Nazario, who will be the keynote speaker for this year’s Global Washington conference in Seattle on Dec. 3, won a Pulitzer Prize for the LA Times series of stories that eventually led to this book. As the daughter of immigrants who moved to the United States to escape Argentina’s Dirty War, Nazario knows this issue inside and out. And she emphasizes that, when it comes to children, this needs to be seen as a refugee crisis.
“Like many, I initially thought unlawful immigrants were mostly men seeking work,” Nazario tells Tom Paulson in the podcast discussion. What she soon discovered was a huge wave of children migrating north in search of their parents.
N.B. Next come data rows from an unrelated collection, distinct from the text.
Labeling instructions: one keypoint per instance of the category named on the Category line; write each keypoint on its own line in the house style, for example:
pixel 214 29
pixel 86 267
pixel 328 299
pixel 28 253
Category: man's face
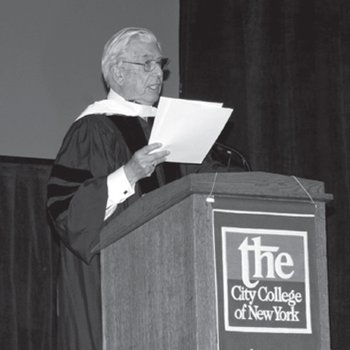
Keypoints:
pixel 138 85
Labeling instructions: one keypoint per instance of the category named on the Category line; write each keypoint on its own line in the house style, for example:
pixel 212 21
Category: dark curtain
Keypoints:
pixel 28 257
pixel 284 65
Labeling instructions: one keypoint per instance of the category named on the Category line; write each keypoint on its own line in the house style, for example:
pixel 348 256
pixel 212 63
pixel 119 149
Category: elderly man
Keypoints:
pixel 103 165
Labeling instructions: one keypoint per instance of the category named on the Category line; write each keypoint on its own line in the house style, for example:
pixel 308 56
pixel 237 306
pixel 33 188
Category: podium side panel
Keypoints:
pixel 148 288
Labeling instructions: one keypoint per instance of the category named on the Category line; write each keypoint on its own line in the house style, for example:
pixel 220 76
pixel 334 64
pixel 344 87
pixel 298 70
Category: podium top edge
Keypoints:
pixel 258 184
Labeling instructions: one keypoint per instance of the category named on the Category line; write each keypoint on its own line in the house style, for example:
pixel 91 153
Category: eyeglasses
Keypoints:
pixel 150 65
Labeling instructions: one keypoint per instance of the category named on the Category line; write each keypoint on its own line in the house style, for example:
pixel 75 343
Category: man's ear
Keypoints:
pixel 118 73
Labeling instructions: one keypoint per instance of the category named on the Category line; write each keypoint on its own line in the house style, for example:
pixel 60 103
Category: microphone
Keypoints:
pixel 230 152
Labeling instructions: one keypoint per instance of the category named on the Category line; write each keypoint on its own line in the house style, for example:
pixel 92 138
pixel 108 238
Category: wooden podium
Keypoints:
pixel 245 269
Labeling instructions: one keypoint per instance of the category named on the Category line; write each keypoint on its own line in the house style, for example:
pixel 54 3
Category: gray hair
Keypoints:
pixel 117 45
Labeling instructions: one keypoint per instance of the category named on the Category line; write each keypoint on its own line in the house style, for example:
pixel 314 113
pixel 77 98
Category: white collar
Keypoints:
pixel 115 104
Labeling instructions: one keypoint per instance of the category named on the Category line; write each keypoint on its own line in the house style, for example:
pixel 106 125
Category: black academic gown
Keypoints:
pixel 94 147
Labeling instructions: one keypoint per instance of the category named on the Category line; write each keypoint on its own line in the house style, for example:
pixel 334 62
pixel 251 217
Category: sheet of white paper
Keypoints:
pixel 188 129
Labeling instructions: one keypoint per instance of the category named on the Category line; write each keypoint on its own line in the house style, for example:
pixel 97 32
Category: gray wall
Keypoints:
pixel 50 63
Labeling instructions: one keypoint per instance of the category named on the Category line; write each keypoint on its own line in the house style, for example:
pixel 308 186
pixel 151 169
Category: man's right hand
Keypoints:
pixel 144 161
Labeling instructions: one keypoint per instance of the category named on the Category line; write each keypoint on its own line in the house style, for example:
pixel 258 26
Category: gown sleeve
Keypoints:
pixel 77 188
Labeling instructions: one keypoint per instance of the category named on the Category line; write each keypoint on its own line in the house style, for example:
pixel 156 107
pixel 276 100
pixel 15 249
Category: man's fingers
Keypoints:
pixel 152 147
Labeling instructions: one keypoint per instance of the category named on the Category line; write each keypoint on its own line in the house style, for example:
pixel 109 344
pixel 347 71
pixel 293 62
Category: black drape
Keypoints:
pixel 28 257
pixel 285 67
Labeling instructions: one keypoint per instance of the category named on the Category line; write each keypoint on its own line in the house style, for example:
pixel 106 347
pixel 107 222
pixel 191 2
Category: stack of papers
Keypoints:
pixel 187 128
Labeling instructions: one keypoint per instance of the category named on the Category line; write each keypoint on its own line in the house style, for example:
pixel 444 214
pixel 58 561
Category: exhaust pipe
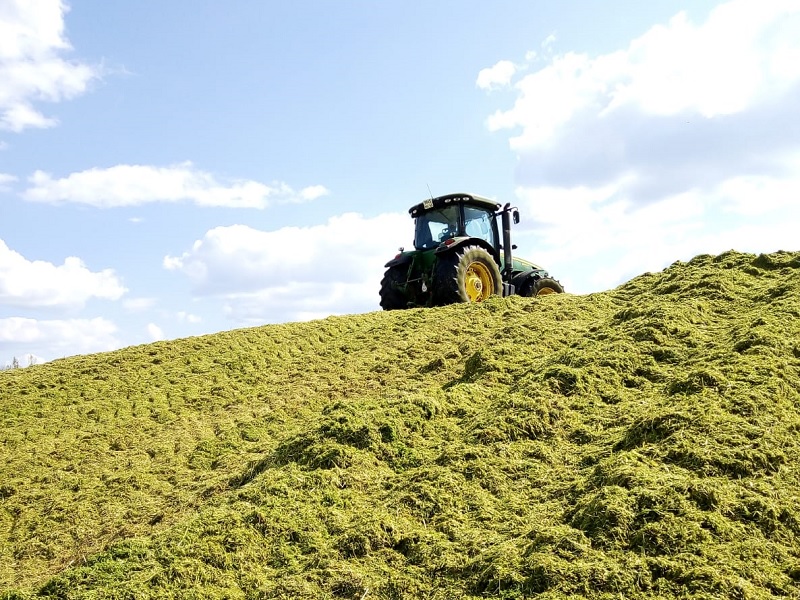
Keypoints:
pixel 508 289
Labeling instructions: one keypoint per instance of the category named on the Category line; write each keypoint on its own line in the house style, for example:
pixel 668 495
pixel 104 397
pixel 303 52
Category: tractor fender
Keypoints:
pixel 466 241
pixel 400 259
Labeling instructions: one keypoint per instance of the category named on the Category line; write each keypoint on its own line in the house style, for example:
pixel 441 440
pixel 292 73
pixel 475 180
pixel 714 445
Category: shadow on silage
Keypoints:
pixel 640 443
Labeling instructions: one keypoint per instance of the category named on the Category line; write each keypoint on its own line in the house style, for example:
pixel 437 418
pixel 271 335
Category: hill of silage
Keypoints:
pixel 642 442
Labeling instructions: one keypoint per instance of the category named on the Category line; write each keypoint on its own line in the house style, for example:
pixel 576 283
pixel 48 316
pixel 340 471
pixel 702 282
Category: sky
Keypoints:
pixel 177 168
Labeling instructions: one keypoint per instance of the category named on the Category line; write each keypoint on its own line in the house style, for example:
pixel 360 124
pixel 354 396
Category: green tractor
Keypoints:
pixel 460 256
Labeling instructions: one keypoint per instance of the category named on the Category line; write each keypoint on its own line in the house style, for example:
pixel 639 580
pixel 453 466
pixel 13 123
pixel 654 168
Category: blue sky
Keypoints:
pixel 170 169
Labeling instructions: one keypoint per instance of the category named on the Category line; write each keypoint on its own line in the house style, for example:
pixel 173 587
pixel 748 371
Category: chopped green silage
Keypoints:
pixel 637 443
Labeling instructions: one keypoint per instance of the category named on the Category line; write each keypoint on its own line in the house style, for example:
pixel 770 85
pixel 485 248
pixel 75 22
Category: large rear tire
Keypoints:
pixel 466 275
pixel 541 287
pixel 391 297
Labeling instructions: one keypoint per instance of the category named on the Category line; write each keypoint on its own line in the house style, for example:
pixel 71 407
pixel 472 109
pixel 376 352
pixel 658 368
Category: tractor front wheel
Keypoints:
pixel 467 275
pixel 541 287
pixel 392 298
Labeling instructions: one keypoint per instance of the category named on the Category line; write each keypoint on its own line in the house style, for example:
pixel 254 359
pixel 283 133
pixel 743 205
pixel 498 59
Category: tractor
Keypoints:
pixel 462 253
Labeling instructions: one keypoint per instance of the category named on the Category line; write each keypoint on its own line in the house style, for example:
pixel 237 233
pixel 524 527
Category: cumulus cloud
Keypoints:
pixel 134 185
pixel 682 142
pixel 56 338
pixel 25 283
pixel 33 67
pixel 294 273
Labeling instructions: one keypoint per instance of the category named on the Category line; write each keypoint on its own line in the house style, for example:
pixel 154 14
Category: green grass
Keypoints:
pixel 639 443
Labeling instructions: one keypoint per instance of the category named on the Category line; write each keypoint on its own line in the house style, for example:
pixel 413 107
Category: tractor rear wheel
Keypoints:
pixel 393 298
pixel 541 287
pixel 467 275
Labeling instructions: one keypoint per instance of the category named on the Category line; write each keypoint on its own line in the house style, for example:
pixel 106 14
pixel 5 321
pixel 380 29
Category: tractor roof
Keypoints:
pixel 441 201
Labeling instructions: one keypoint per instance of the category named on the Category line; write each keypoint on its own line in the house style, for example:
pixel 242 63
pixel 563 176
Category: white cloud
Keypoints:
pixel 746 52
pixel 686 141
pixel 133 185
pixel 37 283
pixel 496 76
pixel 155 332
pixel 56 338
pixel 295 272
pixel 32 63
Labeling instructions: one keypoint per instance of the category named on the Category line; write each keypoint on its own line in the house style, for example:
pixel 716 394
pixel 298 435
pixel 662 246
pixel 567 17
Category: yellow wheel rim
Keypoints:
pixel 478 282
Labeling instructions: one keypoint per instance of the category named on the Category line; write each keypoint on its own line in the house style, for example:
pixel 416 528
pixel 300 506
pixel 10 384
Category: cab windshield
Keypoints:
pixel 435 226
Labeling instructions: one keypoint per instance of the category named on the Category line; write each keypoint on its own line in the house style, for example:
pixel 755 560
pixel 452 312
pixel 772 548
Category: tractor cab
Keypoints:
pixel 456 216
pixel 462 253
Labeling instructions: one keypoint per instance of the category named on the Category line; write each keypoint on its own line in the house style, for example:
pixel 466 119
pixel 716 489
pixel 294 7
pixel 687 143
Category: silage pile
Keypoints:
pixel 638 443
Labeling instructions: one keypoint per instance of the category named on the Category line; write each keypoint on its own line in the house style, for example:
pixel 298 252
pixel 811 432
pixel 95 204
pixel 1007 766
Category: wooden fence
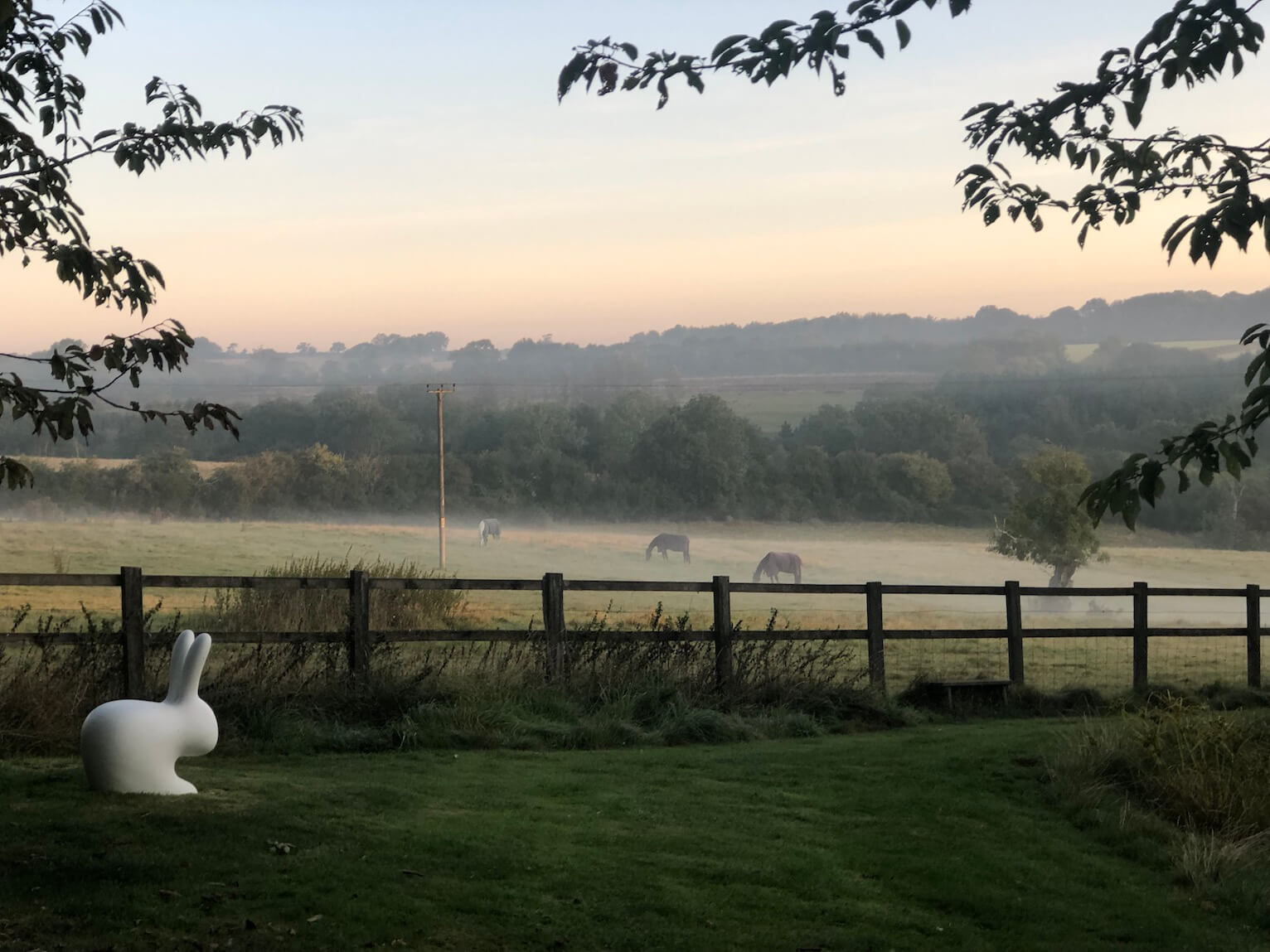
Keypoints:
pixel 360 636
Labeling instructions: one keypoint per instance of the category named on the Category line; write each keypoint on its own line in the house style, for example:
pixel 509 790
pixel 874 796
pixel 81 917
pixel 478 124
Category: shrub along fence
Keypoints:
pixel 360 636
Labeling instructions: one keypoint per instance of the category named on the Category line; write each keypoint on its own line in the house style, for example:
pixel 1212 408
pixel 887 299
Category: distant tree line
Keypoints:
pixel 948 453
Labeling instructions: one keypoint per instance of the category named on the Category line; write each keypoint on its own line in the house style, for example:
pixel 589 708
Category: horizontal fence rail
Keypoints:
pixel 360 636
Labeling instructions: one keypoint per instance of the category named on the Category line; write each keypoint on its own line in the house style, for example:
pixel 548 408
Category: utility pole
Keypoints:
pixel 441 390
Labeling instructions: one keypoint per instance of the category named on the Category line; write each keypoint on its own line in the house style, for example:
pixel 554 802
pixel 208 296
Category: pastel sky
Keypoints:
pixel 441 186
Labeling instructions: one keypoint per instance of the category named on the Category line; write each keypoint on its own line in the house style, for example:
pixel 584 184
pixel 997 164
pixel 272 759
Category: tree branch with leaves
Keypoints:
pixel 1093 127
pixel 41 143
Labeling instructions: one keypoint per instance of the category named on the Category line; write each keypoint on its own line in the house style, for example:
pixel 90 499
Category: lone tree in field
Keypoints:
pixel 1093 126
pixel 1045 524
pixel 41 143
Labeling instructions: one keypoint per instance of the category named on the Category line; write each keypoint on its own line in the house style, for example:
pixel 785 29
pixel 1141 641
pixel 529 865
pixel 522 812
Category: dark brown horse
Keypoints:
pixel 668 542
pixel 776 563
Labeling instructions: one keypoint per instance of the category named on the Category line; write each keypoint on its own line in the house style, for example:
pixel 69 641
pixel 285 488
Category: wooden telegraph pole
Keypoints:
pixel 441 390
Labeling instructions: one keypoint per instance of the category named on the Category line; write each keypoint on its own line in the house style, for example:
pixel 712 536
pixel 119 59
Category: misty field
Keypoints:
pixel 859 553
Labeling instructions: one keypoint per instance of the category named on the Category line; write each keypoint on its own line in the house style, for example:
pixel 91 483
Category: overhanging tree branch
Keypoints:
pixel 41 102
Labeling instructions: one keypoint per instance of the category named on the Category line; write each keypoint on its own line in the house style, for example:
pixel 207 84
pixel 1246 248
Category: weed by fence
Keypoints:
pixel 420 608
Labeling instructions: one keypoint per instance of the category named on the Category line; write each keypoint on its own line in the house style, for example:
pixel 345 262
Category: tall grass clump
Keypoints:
pixel 656 684
pixel 1203 776
pixel 47 686
pixel 327 610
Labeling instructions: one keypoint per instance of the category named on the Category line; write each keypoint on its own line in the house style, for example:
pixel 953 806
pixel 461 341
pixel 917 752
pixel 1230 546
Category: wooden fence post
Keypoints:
pixel 723 634
pixel 1253 636
pixel 1139 636
pixel 876 641
pixel 133 623
pixel 1015 634
pixel 553 625
pixel 358 625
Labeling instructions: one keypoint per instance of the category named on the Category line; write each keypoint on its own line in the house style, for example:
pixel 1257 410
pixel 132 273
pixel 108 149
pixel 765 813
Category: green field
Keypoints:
pixel 930 838
pixel 832 553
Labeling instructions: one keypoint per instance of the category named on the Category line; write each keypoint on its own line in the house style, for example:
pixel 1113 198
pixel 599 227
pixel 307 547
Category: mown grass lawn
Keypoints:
pixel 928 838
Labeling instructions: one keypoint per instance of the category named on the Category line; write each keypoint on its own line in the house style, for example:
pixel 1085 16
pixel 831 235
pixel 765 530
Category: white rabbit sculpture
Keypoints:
pixel 131 747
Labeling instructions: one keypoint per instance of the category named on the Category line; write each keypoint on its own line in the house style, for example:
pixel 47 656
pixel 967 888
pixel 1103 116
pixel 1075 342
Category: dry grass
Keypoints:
pixel 832 553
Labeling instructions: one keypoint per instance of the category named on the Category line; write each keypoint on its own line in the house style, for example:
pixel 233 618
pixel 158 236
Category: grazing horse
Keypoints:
pixel 668 542
pixel 776 563
pixel 488 529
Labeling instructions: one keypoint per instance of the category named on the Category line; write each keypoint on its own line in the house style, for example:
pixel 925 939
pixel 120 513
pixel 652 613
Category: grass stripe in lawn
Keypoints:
pixel 928 838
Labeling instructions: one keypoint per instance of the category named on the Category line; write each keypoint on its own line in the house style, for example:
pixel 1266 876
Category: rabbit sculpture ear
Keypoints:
pixel 131 747
pixel 188 656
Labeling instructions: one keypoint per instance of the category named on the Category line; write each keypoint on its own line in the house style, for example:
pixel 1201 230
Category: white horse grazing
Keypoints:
pixel 488 529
What Nazario also discovered, when she took many personal risks herself by traveling with these young immigrants, retracing Enrique’s multiple attempts to find his mother, was that children were getting killed, maimed, abused en route by drug traffickers or gangs – and then are treated as criminals in the United States if they survive the trip to El Norte.
“Our immigration policy just tears these families apart,” she said. What we need is a more humane immigration policy, Nazario said, that distinguishes between those unlawful economic immigrants who should be deported from the many children, women and others who are best seen as refugees.
“As a nation, how can we turn our backs on these vulnerable children?” Nazario said. President Obama’s plan to take executive action to prevent the deportation of perhaps millions of such immigrants deserving of such haven is a positive step, she said. But it’s not enough, Nazario said, if we, as Americans, want to truly view ourselves as a humane and principled nation – of immigrants. “We need a new approach.”
In addition to speaking Dec. 3 at the Global Washington conference, Nazario will be speaking and signing books at other events in Seattle including a talk with students at Overlake High School and at an evening public lecture sponsored by the World Affairs Council on Dec. 4 at Seattle University.